Center for Applied Statistics and School of Statistics, Renmin University of China, Beijing, China.
RSS and China-Re Life Joint Lab on Public Health and Risk Management, Renmin University of China, Beijing, China.
Genome Biol. 2023 Sep 11;24(1):208. doi: 10.1186/s13059-023-03046-0.
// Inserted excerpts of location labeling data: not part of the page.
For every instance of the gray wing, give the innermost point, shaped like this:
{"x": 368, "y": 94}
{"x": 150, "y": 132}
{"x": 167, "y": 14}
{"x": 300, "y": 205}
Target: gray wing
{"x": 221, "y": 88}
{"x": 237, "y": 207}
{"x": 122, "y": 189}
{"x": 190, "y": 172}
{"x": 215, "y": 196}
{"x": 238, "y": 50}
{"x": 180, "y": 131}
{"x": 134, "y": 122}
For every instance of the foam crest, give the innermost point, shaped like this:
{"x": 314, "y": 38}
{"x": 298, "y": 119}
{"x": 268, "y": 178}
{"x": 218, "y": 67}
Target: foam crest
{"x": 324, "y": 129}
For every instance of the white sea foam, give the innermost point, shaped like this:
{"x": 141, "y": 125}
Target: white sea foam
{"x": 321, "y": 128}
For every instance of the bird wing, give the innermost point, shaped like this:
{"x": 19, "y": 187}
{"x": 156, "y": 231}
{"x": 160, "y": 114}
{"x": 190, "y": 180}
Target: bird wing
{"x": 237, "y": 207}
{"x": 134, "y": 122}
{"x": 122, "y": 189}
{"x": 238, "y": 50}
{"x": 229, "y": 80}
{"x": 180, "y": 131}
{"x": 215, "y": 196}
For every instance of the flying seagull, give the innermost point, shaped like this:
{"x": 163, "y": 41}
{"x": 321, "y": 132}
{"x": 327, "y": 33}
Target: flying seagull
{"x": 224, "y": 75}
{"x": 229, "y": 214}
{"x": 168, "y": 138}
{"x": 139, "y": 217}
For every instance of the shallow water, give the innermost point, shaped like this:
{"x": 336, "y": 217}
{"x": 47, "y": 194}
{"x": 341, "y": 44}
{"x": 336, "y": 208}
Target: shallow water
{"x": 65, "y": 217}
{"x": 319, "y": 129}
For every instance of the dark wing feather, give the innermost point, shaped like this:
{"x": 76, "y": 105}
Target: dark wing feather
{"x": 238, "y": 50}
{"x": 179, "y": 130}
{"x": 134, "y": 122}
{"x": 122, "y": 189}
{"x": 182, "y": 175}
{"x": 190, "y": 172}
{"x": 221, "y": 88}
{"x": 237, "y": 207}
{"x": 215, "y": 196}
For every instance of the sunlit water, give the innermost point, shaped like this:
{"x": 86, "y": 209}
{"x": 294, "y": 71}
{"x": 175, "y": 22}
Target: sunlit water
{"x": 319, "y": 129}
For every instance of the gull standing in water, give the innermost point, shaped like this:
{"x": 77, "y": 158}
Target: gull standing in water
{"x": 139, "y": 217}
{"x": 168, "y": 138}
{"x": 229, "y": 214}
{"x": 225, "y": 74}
Clustering is a critical component of single-cell RNA sequencing (scRNA-seq) data analysis and can help reveal cell types and infer cell lineages. Despite considerable successes, there are few methods tailored to investigating cluster-specific genes contributing to cell heterogeneity, which can promote biological understanding of cell heterogeneity. In this study, we propose a zero-inflated negative binomial mixture model (ZINBMM) that simultaneously achieves effective scRNA-seq data clustering and gene selection. ZINBMM conducts a systemic analysis on raw counts, accommodating both batch effects and dropout events. Simulations and the analysis of five scRNA-seq datasets demonstrate the practical applicability of ZINBMM.
聚类是单细胞 RNA 测序 (scRNA-seq) 数据分析的关键组成部分,有助于揭示细胞类型并推断细胞谱系。尽管已经取得了相当大的成功,但很少有方法专门用于研究导致细胞异质性的特定于簇的基因,这可以促进对细胞异质性的生物学理解。在这项研究中,我们提出了一种零膨胀负二项混合模型 (ZINBMM),该模型可同时实现有效的 scRNA-seq 数据聚类和基因选择。ZINBMM 对原始计数进行系统分析,同时适应批次效应和缺失事件。模拟和五个 scRNA-seq 数据集的分析证明了 ZINBMM 的实际适用性。